Die portugiesischen Azulejos
Kunstwerke auf Kacheln

Kachelgeschäft in Faro


al-zulaycha, al-zuliji, az-zulaij, al-zulayi - verschiedene Schreibweisen, doch die Bedeutung dieser aus dem Arabischen stammenden Worte ist die gleiche:
ein kleiner, bemalter, polierter Stein. Die Azulejos,
ursprünglich schon im 8. Jahrhundert von den Mauren
auf die iberische Halbinsel gebracht, erreichten Portugal
zwischen dem 14. und frühen 16. Jahrhundert.

Azulejos trifft man im ganzen Land, sie schmücken die Fassaden und Innenräume von Kapellen, Kirchen, Klöstern, Palästen und Villen, Bahnhöfen und anderen öffentlichen Gebäuden sowie auch Brunnen und Bänke. In den frühen Jahren wurden diese als Reliefsteine mit eingebrannter Farbe von den Mauren hergestellt und aus Südspanien importiert.

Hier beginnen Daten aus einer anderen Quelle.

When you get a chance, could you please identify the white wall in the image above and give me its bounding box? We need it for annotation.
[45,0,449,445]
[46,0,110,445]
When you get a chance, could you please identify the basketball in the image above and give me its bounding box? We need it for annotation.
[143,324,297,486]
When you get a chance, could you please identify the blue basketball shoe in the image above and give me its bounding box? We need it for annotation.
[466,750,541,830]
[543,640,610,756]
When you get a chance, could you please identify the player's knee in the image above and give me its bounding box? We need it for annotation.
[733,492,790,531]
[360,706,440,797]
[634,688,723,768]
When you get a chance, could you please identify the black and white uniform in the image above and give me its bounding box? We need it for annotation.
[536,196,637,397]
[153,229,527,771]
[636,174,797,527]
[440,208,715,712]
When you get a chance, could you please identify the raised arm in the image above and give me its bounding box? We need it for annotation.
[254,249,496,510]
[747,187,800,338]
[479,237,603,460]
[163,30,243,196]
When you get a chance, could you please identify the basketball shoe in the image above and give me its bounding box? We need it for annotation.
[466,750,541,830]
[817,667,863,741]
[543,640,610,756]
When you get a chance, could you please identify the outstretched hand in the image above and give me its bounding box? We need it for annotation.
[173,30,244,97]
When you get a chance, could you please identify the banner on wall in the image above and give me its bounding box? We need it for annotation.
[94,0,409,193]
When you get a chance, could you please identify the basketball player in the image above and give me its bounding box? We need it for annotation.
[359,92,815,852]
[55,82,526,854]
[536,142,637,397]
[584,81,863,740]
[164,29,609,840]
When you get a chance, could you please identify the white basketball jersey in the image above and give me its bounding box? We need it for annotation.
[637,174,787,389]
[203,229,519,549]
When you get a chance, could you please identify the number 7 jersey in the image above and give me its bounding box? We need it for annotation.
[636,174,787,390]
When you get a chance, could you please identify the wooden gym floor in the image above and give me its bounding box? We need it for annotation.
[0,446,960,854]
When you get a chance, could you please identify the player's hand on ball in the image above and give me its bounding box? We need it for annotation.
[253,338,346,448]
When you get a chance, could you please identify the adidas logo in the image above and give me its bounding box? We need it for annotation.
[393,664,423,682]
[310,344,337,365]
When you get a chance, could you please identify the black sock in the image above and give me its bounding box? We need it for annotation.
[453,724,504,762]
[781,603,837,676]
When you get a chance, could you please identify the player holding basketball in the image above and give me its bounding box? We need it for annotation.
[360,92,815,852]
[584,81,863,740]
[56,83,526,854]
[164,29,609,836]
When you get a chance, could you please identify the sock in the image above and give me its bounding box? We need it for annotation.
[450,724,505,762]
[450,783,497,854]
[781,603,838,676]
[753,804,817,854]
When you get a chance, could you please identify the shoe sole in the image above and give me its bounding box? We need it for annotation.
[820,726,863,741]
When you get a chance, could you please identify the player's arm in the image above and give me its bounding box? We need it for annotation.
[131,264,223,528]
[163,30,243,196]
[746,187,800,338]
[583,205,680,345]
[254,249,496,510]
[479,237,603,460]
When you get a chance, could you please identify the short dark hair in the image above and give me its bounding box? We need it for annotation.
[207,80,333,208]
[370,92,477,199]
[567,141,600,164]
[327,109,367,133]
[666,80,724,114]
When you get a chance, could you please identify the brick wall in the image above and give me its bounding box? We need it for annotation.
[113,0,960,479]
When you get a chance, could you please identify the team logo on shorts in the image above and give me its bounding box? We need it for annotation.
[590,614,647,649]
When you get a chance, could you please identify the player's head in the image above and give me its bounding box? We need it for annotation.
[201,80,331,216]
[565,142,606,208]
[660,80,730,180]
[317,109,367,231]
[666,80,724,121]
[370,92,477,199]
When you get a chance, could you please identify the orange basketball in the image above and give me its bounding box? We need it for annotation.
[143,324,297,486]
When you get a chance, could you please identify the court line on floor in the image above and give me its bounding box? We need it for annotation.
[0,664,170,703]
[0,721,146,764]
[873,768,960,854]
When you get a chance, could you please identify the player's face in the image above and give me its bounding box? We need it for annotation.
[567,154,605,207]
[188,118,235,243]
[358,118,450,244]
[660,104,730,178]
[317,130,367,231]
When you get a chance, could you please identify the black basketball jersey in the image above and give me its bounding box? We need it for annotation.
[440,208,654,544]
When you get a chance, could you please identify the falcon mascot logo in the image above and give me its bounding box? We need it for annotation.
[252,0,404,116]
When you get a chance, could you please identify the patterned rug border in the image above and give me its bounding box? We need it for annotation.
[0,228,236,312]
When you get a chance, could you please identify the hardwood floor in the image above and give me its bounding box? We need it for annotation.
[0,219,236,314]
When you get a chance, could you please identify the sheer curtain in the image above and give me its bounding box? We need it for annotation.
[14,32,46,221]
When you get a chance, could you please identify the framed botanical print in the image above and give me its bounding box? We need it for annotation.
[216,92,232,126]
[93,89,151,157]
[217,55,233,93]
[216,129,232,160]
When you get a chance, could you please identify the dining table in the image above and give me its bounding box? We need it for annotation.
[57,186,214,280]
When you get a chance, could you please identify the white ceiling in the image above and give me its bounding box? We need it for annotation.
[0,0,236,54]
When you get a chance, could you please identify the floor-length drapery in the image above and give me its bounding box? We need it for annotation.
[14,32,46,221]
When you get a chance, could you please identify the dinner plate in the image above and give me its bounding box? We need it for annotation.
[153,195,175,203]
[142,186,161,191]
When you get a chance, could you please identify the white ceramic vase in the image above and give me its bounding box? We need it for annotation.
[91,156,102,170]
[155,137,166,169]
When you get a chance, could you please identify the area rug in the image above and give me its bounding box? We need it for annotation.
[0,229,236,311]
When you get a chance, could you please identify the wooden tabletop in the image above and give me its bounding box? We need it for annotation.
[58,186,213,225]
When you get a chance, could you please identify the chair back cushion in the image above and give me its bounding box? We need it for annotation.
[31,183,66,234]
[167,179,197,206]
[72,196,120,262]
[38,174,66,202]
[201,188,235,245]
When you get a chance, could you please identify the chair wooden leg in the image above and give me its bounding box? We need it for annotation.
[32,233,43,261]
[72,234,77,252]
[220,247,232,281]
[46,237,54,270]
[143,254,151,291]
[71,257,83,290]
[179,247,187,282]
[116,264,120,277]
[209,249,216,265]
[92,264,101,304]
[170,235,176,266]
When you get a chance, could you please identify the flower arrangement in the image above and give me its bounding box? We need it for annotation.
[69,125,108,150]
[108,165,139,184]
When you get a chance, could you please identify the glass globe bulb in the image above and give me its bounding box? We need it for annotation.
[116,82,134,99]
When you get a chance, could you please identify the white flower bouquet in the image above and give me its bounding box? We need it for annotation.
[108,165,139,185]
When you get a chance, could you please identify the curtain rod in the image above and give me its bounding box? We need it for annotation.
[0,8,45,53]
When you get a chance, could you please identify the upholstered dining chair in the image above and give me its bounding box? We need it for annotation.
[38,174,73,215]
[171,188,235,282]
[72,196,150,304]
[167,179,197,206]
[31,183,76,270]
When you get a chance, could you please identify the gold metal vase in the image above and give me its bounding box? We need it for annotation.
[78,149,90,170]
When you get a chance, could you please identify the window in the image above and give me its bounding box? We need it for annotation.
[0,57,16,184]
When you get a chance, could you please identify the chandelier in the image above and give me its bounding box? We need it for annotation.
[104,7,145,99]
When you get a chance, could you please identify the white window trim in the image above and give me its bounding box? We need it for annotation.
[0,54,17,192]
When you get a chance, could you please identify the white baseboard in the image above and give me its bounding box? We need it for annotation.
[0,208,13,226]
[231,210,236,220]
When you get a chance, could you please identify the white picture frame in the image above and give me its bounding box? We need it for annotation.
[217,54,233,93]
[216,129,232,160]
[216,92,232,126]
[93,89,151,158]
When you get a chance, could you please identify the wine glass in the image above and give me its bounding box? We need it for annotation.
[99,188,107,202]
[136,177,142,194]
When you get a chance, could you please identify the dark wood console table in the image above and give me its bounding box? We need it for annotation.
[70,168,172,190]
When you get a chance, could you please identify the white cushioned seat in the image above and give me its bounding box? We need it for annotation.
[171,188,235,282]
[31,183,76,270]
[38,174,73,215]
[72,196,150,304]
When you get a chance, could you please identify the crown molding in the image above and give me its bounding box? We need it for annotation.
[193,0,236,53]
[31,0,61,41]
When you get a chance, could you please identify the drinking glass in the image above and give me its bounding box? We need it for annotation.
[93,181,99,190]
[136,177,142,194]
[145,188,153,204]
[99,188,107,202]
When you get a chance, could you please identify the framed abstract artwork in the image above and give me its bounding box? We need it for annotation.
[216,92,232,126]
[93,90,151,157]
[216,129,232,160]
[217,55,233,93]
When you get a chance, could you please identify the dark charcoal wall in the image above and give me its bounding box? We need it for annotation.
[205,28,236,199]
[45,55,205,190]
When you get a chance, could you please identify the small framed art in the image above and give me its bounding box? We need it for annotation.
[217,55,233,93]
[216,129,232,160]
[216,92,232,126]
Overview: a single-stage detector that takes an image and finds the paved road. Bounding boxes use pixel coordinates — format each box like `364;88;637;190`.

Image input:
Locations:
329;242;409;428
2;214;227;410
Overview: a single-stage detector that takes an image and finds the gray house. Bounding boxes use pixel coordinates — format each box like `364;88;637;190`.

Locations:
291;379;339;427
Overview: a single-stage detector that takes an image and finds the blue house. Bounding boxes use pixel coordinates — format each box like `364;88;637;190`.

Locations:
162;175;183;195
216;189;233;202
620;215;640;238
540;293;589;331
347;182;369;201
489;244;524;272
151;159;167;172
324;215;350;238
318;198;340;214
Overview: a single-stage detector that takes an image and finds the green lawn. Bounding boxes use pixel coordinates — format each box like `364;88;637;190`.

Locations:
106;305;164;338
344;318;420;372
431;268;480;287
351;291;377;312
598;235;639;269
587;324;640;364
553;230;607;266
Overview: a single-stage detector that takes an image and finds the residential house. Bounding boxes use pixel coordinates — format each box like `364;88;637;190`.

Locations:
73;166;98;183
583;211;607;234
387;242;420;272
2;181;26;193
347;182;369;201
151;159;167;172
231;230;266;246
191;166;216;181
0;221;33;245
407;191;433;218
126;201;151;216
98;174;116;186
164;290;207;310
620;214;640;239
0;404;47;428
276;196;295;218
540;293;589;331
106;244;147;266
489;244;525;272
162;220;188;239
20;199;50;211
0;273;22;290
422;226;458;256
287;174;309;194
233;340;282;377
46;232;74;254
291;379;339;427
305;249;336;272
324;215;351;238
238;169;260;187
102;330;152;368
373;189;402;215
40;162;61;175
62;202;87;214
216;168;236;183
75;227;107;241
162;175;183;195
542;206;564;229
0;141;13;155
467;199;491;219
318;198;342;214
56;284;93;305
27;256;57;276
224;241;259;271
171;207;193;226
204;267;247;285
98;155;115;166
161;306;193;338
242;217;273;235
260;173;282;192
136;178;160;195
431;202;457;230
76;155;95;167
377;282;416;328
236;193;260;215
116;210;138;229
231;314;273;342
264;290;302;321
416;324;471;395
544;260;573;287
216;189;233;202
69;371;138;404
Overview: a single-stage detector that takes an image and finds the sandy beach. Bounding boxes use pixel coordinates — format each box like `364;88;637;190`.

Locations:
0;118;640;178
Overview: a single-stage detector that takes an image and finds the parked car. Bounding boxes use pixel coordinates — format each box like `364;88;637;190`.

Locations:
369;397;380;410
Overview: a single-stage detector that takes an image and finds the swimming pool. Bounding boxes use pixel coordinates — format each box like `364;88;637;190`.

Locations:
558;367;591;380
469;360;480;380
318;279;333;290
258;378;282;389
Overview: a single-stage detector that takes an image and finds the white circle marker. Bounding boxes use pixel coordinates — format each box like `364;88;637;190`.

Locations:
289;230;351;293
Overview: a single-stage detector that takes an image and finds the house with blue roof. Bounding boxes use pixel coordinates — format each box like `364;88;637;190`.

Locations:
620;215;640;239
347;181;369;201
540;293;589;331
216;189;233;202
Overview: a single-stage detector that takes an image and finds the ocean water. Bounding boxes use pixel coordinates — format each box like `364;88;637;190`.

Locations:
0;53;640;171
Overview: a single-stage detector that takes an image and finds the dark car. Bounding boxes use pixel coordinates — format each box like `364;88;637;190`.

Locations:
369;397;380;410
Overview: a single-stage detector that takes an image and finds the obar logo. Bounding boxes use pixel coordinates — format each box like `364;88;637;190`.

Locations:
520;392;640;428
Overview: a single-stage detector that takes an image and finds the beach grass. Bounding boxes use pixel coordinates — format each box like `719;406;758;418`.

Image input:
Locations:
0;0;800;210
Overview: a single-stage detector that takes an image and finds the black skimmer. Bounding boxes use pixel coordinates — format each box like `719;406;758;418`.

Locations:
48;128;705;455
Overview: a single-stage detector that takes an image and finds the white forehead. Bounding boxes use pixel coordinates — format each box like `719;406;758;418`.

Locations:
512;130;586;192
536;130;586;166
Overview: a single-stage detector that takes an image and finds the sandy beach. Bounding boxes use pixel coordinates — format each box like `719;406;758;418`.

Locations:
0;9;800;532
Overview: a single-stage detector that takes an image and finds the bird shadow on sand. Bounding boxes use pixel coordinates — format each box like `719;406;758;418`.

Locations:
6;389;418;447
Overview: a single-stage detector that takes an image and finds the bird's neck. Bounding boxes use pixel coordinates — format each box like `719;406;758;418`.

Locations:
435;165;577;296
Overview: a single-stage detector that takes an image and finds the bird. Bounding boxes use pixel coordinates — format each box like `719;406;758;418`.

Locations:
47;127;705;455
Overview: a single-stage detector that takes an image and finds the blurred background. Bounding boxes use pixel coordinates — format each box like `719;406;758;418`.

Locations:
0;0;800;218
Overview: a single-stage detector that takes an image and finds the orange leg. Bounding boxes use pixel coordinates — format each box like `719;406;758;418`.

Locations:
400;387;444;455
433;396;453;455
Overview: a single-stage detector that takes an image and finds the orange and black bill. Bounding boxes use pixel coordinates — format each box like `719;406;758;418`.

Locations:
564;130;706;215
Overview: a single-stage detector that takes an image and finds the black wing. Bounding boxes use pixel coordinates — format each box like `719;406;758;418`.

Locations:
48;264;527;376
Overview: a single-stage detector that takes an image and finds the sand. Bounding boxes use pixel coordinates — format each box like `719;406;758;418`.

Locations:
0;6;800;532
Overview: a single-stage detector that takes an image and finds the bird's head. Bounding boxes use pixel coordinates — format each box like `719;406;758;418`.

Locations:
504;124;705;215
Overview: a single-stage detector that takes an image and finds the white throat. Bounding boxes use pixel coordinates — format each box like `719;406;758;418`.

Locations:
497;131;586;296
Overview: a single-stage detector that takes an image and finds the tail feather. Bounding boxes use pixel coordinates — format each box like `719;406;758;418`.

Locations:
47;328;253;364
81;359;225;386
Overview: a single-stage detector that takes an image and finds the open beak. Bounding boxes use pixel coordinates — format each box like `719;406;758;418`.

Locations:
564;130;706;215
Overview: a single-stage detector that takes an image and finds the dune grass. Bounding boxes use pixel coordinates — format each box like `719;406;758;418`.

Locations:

Bevorzugt waren seinerzeit geometrische Muster und die Farbtöne Grün, Blau, Rotbraun und Schwarz.
Mit eingefetteten Schnüren wurde verhindert, dass die nebeneinander auf den Kacheln aufgebrachte Farbe ineinander verlief (Corda-Seca-Technik).


In einem Café in Silves


Erst in der zweiten Hälfte des 16. Jahrhunderts wurde die aus Italien übernommene Majolika- oder Fayence-Methode zur Basis einer eigenen portugiesischen Kachelproduktion: gebrannte Kacheln erhalten dazu eine weiße Zinnglasur und werden anschließend mit Metalloxidfarben bemalt. Beeinflusst durch den Handel mit Flandern (Delfter Kacheln) sowie durch importierte Produkte der chinesischen Ming-Dynastie im beginnenden 17. Jahrhundert entwickelte sich ein eigener portugiesischer Stil. Bevorzugte Farben waren Blau und Gelb, Fliesenteppiche mit naturalistischen und exotischen Motive bedeckten ganze Hauswände, aber auch die Azulejos de motivo solto mit nur einer Figur pro Kachel waren verbreitet.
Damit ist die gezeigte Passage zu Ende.